Output Data

The output from a labeling job is placed in the location that you specified in the console or in the call to the CreateLabelingJob operation.

Each line in the output data file is identical to the manifest file with the addition of an attribute and value for the label assigned to the input object. The attribute name for the value is defined in the console or in the call to the CreateLabelingJob operation. You can’t use -metadata in the label attribute name. If you are running a semantic segmentation job, the label attribute must end with -ref. For any other type of job, the attribute name can’t end with -ref.

The output of the labeling job is the value of the key/value pair with the label. The label and the value overwrites any existing JSON data in the input file with the new value.

For example, the following is the output from an image classification labeling job where the input data files were stored in an Amazon S3 bucket and the label attribute name was defined as “sport”. In this example the JSON object is formatted for readability, in the actual output file the JSON object is on a single line. For more information about the data format, see JSON Lines.

{
    "source-ref": "S3 bucket location",
    "sport":0,
    "sport-metadata": 
    {
        "class-name": "football",
        "confidence": 0.8,
        "type":"groundtruth/image-classification",
        "job-name": "identify-sport",
        "human-annotated": "yes",
        "creation-date": "2018-10-18T22:18:13.527256"
    }
}

The value of the label can be any valid JSON. In this case the label’s value is the index of the class in the classification list. Other job types, such as bounding box, have more complex values.

Any key-value pair in the input manifest file other than the label attribute is unchanged in the output file. You can use this to pass data to your application.

The output from a labeling job can be used as the input to another labeling job. You can use this when you are chaining together labeling jobs. For example, you can send one labeling job to determine the sport that is being played. Then you send another using the same data to determine if the sport is being played indoors or outdoors. By using the output data from the first job as the manifest for the second job, you can consolidate the results of the two jobs into one output file for easier processing by your applications.

The output data file is written to the output location periodically while the job is in progress. These intermediate files contain one line for each line in the manifest file. If an object is labeled, the label is included, if the object has not been labeled it is written to the intermediate output file identically to the manifest file.

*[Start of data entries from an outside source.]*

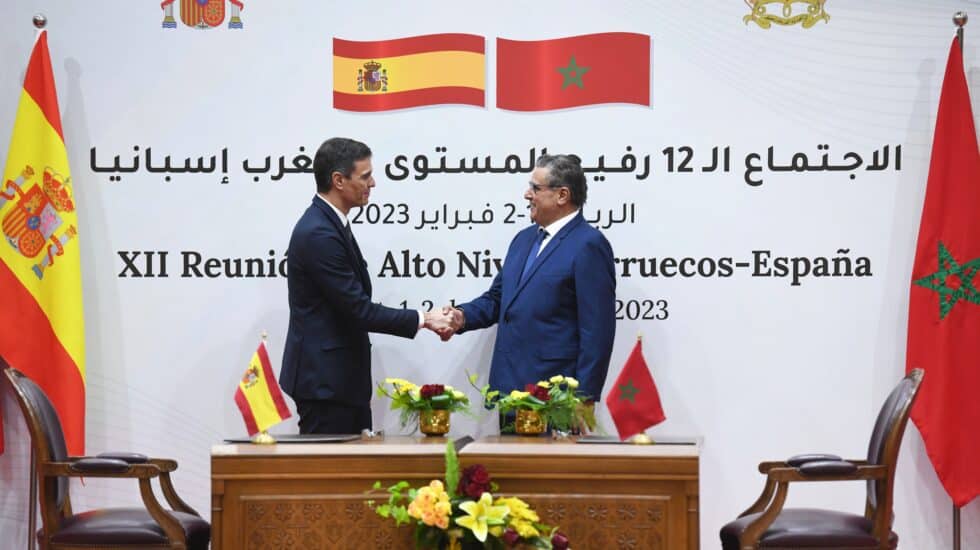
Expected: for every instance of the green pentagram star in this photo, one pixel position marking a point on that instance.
(627, 392)
(572, 74)
(950, 272)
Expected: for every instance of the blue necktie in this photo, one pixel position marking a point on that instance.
(533, 255)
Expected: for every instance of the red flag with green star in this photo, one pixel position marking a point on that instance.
(541, 75)
(634, 402)
(944, 303)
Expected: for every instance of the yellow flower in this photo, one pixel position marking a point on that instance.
(521, 517)
(431, 505)
(480, 514)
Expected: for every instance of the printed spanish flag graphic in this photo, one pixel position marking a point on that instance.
(41, 323)
(542, 75)
(259, 397)
(409, 72)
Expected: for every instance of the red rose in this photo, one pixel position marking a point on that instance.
(559, 541)
(474, 482)
(429, 391)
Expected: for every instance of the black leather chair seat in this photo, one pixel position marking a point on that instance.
(808, 528)
(110, 526)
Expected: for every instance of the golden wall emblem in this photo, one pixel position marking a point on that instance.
(805, 12)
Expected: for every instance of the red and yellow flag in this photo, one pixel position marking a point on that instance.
(258, 396)
(41, 323)
(408, 72)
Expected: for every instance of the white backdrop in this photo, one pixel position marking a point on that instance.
(760, 367)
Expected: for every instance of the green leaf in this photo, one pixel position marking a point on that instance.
(452, 468)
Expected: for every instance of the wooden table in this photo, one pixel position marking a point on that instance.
(312, 496)
(602, 496)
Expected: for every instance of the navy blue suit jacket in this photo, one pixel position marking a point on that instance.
(328, 352)
(561, 320)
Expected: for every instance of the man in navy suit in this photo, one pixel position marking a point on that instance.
(326, 365)
(554, 299)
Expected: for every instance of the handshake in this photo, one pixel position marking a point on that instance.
(445, 322)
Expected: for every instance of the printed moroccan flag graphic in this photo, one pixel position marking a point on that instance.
(542, 75)
(259, 397)
(40, 273)
(944, 301)
(409, 72)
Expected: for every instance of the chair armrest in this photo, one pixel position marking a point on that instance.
(68, 469)
(800, 460)
(99, 465)
(827, 467)
(128, 458)
(764, 467)
(783, 475)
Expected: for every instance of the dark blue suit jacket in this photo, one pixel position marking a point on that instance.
(561, 320)
(328, 353)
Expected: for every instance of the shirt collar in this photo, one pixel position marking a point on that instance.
(343, 218)
(556, 225)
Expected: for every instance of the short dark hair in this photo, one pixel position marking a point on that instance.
(566, 171)
(337, 155)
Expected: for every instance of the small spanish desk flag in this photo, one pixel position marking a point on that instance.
(259, 397)
(408, 72)
(634, 402)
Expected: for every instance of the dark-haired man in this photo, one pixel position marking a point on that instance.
(326, 365)
(553, 300)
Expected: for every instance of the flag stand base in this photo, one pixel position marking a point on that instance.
(640, 439)
(263, 438)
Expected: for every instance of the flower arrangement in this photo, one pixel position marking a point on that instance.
(557, 401)
(419, 403)
(462, 513)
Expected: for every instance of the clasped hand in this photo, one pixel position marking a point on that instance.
(445, 322)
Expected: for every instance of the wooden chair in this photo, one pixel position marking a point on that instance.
(766, 524)
(149, 527)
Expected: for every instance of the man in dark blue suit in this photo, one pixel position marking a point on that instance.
(554, 298)
(326, 365)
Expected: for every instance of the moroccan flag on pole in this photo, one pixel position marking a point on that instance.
(633, 401)
(409, 72)
(40, 275)
(944, 303)
(541, 75)
(259, 397)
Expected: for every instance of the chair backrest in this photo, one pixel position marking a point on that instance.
(47, 437)
(886, 439)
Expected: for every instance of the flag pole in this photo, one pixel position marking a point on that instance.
(959, 19)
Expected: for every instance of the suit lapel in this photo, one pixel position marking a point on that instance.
(350, 245)
(553, 245)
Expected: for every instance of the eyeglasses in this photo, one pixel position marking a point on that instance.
(535, 188)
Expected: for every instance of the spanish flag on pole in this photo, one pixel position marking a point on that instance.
(409, 72)
(41, 322)
(259, 397)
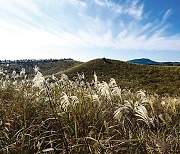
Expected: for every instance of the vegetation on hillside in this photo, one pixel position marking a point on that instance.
(63, 116)
(47, 66)
(156, 79)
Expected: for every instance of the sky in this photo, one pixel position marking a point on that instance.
(88, 29)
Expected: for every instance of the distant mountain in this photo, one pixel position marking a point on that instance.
(146, 61)
(152, 78)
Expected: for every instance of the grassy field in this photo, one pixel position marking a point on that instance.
(59, 115)
(162, 80)
(48, 67)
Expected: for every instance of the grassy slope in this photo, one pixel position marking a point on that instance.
(159, 79)
(46, 67)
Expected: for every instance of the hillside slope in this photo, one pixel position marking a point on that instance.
(47, 67)
(158, 79)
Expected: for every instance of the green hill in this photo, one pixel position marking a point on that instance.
(158, 79)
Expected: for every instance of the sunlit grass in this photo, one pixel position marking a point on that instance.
(58, 115)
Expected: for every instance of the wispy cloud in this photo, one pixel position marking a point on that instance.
(40, 26)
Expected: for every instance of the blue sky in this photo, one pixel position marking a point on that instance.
(88, 29)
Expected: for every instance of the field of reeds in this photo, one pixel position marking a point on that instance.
(57, 115)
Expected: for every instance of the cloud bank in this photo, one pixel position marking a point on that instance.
(45, 28)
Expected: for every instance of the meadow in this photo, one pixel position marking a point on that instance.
(59, 115)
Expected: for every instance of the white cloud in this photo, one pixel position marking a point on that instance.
(26, 37)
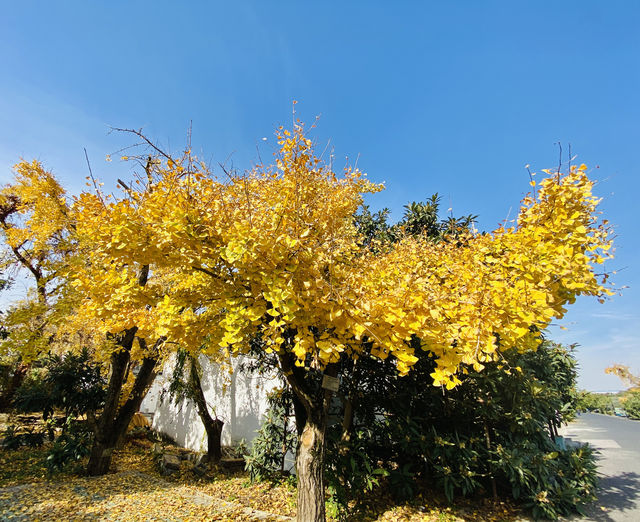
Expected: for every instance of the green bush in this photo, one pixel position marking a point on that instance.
(13, 439)
(71, 446)
(496, 430)
(276, 437)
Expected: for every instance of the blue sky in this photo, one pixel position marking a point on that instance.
(454, 98)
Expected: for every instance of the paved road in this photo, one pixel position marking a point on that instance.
(618, 441)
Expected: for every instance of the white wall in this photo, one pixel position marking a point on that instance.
(238, 399)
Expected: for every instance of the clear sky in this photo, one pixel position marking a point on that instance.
(447, 97)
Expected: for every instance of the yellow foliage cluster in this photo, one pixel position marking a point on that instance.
(275, 253)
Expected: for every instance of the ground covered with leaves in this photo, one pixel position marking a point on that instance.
(136, 490)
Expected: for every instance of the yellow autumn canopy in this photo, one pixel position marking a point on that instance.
(275, 253)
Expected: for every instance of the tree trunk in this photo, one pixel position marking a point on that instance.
(309, 466)
(114, 421)
(212, 426)
(6, 400)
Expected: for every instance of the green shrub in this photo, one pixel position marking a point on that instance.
(71, 446)
(276, 437)
(12, 439)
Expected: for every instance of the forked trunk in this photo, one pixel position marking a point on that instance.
(114, 420)
(212, 426)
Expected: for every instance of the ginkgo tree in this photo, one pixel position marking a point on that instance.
(274, 255)
(34, 224)
(272, 259)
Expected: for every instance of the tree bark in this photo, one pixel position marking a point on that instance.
(309, 466)
(6, 400)
(113, 421)
(212, 426)
(311, 447)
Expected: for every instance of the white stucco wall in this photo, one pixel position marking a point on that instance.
(241, 405)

Ground Truth creates several directories in your Amazon S3 output path. These directories contain the results of your labeling job and other artifacts of the job. The top-level directory for a labeling job is given the same name as your labeling job, the output directories are placed beneath it. For example, if you named your labeling job find-people you output would be in the following directories:

s3://bucket/find-people/activelearning
s3://bucket/find-people/annotations                
s3://bucket/find-people/inference
s3://bucket/find-people/manifests
s3://bucket/find-people/training

Each directories contain the following output:

The activelearning directory is only present when you are using automated data labeling. It contains the input and output validation set for automated data labeling, and the input and output folder for automatically labeled data.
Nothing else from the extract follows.